"Munchies" or "The Munchies" are a common and well-known effect of marijuana usage, usually treated with a great deal of comic levity, both by marijuana consumers and their detractors. Aside from stimulating the consumption of low-nutrition snack food, stimulation of the appetite is probably the foremost medical use of marijuana.

That being said, "The Munchies" are a complicated medical and social phenomena. Although even my staid Merck Index from 1989, before medical marijuana became an accepted practice, lists "Anti-Emetic" as the therapeutic use for Tetrahydrocannabinoids, there is a big leap from a drug biologically blocking emesis to a drug causing people to wish they had a nutter butter dipped in mint fudge.

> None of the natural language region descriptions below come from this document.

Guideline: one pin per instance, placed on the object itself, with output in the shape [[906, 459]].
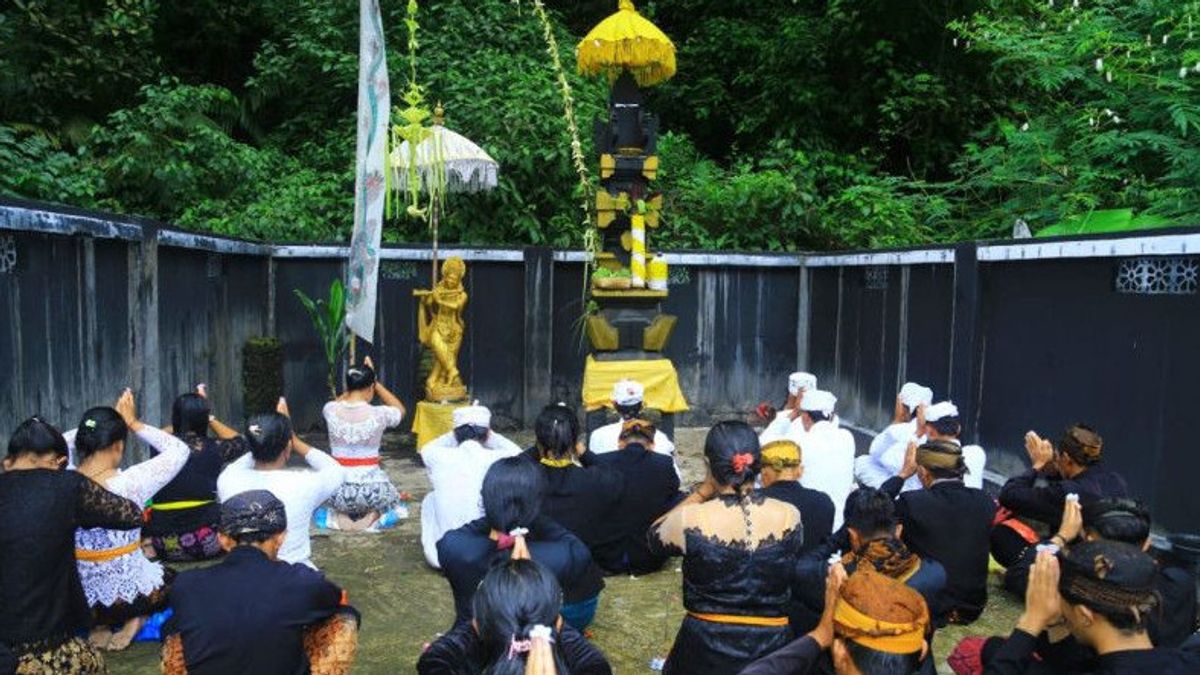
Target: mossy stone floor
[[405, 603]]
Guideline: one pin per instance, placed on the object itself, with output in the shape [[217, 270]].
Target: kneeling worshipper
[[1074, 466], [253, 613], [886, 454], [949, 523], [514, 527], [456, 464], [42, 604], [271, 443], [828, 451], [1115, 519], [875, 543], [184, 515], [516, 628], [786, 420], [628, 396], [651, 488], [366, 500], [873, 625], [582, 499], [1103, 596], [123, 586], [738, 554], [781, 471]]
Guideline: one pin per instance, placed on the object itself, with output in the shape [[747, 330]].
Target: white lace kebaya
[[130, 574]]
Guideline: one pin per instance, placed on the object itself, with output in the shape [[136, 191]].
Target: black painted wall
[[93, 305]]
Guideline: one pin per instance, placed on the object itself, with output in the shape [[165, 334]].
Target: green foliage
[[1102, 112], [791, 124], [329, 321]]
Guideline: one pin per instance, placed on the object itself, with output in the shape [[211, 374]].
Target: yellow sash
[[180, 506], [106, 555]]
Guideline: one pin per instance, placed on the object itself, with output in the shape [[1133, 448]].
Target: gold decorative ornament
[[441, 327]]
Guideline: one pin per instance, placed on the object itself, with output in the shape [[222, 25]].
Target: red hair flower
[[742, 461]]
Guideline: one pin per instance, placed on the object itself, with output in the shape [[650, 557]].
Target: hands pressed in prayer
[[127, 408], [1043, 605], [834, 579], [1039, 449], [1072, 523]]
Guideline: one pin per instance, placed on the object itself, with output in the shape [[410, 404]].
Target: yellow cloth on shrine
[[658, 376], [432, 420]]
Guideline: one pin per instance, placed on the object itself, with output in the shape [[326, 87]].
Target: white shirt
[[828, 458], [886, 455], [976, 459], [456, 473], [126, 577], [781, 425], [301, 493]]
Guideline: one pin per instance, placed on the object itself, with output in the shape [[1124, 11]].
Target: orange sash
[[358, 461], [739, 620]]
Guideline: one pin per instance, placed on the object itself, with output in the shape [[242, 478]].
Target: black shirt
[[41, 596], [1039, 497], [816, 509], [196, 482], [249, 613], [951, 524], [649, 489], [1015, 657], [467, 554], [460, 652]]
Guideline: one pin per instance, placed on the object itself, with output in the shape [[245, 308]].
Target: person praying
[[738, 553], [873, 541], [123, 586], [628, 396], [786, 420], [649, 489], [886, 454], [1102, 595], [366, 500], [947, 521], [1075, 466], [185, 513], [781, 470], [514, 526], [45, 610], [873, 625], [273, 441], [456, 464], [828, 451]]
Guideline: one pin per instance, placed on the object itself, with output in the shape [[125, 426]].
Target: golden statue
[[439, 327]]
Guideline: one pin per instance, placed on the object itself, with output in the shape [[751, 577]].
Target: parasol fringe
[[648, 60]]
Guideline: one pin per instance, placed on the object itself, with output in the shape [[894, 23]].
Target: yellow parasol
[[627, 41]]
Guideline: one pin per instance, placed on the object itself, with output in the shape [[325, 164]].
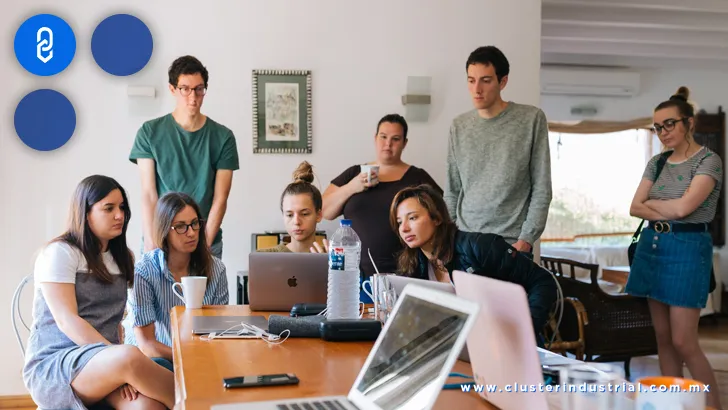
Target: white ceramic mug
[[670, 393], [369, 169], [593, 386], [382, 293], [193, 289]]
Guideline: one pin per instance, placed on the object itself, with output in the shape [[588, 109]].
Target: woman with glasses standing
[[180, 232], [673, 259]]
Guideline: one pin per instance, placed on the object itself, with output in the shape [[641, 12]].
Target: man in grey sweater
[[498, 160]]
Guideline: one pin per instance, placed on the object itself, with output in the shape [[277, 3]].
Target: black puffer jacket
[[490, 255]]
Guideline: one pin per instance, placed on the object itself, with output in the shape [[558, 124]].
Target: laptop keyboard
[[313, 405]]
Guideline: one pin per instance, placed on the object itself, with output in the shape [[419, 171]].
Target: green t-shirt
[[187, 161]]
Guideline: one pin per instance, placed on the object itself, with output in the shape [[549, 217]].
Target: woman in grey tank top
[[74, 359], [674, 256]]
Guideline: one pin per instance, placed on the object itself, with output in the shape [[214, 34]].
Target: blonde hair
[[303, 184]]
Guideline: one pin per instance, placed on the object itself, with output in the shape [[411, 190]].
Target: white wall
[[709, 90], [360, 53]]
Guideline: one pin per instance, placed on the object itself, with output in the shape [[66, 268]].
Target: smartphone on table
[[260, 380]]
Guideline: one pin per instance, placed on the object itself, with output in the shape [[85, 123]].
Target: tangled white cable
[[248, 331]]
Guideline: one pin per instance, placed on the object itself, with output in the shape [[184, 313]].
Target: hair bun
[[304, 173], [682, 94]]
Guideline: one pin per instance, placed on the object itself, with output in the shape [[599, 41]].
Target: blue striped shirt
[[151, 299]]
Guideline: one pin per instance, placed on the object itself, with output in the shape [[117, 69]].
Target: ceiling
[[636, 33]]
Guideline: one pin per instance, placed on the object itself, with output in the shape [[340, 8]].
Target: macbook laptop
[[409, 362], [502, 344], [202, 325], [279, 280], [399, 283]]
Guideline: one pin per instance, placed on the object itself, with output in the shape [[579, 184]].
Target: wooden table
[[324, 368], [616, 274]]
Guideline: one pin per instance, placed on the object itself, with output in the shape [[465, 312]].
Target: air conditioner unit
[[593, 82]]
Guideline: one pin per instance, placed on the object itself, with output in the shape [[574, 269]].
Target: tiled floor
[[713, 339]]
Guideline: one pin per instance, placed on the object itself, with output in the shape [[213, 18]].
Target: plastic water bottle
[[342, 300]]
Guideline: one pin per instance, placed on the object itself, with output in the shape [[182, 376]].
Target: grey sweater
[[499, 173]]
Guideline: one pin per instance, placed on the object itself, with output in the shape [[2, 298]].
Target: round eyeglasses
[[181, 228], [668, 125], [200, 90]]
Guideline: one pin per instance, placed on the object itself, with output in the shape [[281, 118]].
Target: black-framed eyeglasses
[[668, 125], [200, 90], [181, 228]]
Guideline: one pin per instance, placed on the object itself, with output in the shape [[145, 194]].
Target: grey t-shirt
[[675, 179], [499, 173]]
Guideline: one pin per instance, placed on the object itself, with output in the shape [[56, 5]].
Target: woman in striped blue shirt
[[672, 262], [180, 231]]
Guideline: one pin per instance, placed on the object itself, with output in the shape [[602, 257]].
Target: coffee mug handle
[[174, 290], [369, 292]]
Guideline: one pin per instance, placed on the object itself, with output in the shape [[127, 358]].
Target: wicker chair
[[615, 327], [573, 318]]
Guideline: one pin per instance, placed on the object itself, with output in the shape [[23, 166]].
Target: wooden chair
[[615, 327]]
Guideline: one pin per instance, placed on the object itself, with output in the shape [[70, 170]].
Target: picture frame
[[282, 112]]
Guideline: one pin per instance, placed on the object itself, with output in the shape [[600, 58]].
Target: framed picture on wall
[[282, 112]]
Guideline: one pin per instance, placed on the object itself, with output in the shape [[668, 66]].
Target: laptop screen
[[403, 371]]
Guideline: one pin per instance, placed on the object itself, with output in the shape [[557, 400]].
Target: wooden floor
[[713, 339]]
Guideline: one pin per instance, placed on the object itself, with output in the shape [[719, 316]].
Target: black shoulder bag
[[635, 238]]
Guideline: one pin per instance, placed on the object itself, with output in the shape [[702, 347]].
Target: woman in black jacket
[[435, 248]]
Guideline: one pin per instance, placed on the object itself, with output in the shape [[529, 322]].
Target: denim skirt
[[672, 268]]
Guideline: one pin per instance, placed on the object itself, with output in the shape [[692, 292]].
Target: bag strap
[[658, 169]]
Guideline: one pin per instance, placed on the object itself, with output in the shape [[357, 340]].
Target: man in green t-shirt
[[186, 151]]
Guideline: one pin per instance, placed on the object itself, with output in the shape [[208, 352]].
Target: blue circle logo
[[45, 45], [122, 45], [45, 120]]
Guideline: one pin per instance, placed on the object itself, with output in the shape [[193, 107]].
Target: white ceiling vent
[[602, 82]]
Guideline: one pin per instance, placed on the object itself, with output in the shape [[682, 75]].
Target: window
[[594, 178]]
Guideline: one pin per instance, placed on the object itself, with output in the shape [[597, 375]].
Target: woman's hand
[[360, 182], [317, 248], [128, 392]]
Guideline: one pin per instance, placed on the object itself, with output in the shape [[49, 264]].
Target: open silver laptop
[[202, 325], [410, 360], [400, 282], [279, 280], [503, 343]]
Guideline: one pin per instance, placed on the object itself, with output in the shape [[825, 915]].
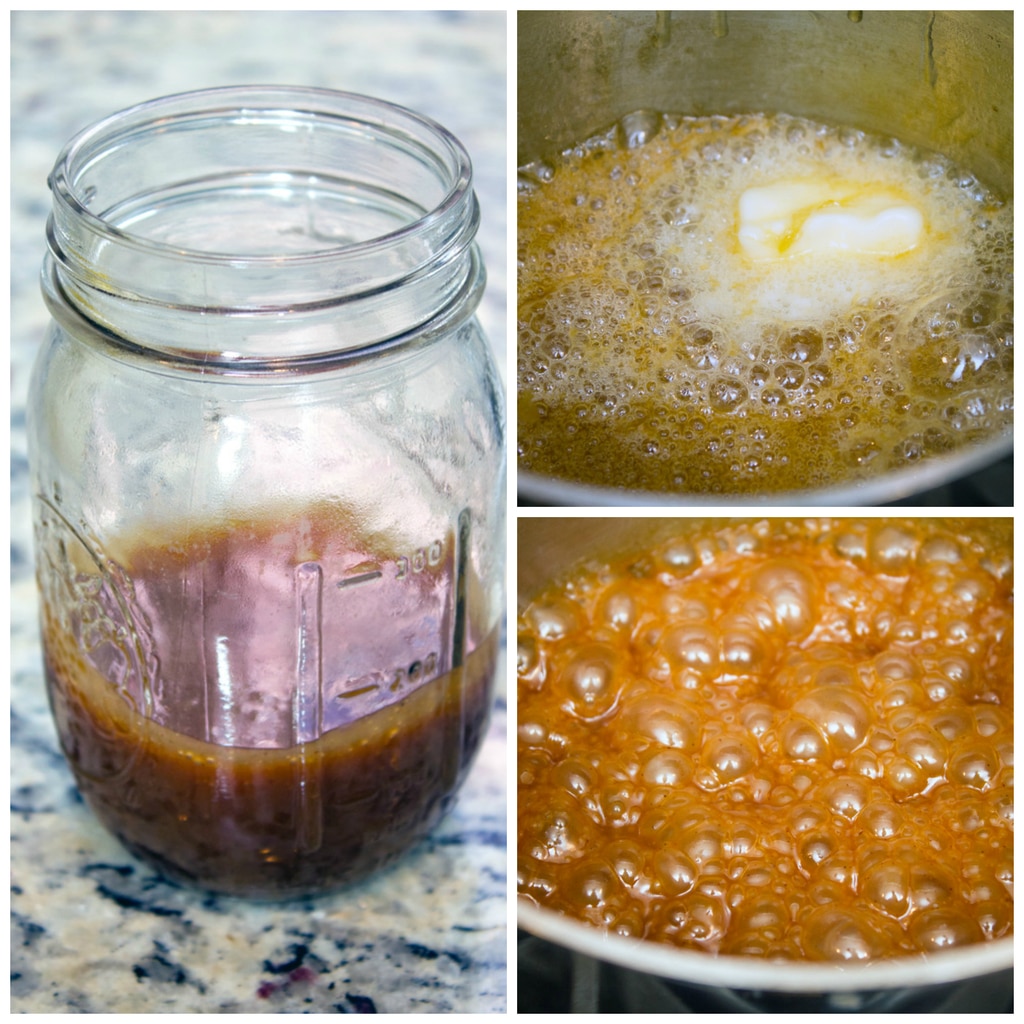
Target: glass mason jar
[[267, 452]]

Part of the confusion comes from the fact that while THC, in its many varieties, is the key part of marijuana's psychoactive effects, there are many different chemicals present in marijuana, and these vary from strain to strain, and especially within the two major species of the Cannabis genus, sativa and indica. The way these chemicals are metabolized by the body are also different from user to user, so there is a gigantic difference in marijuana's objective and subjective effects, including with things like "the Munchies".

As far as I know (although I am not an expert), the physiological mechanism of marijuana's appetite stimulating effects are not understood as a straight-forward cause and effect type thing. For example, amphetamine and related drugs suppress appetite by activating the fight or flight response, which turns off non-essential systems such as digestion. Marijuana's appetite stimulating effects are not as simple as this.

On top of this, and even more important, is the fact that marijuana is a drug whose use is very informed by the individual and group psychology of those who consume it. One of the best descriptions for this that I have read is that marijuana is an "active placebo". What this means for "the munchies" is that while marijuana might have a purely physiological reason for increasing appetite, it also derives much of its power from the fact that users think it will do so. And users will do so even more when they are surrounded by other like-minded people. This is especially notable when different sub-cultures' descriptions of marijuana are compared. For example, I have heard much hip-hop music extolling the pleasures of cannabis consumption, but getting the munchies is rarely (if ever) mentioned as part of the experience. When Method Man is smoking blunts, does he not get hungry, or does he just not accentuate that fact when he reports it in his music?

Another issue is where the "hunger" of "the munchies" comes from. Is it the hunger of the stomach, that is, the desire to have sustenance, or is the hunger of the mouth, an interest in textures and tastes? Or is it a combination of both?

So, in conclusion, or perhaps in lack of conclusion, although the connection between marijuana consumption and the desire to eat is something that there is rich anecdotal evidence for, and something that medical science has endorsed, the exact connection between the chemical and biological mechanism of this action, and the psychological and sociological context in which it occurs, is something that is unclear.








Why don't they make mint fudge covered nutter butters?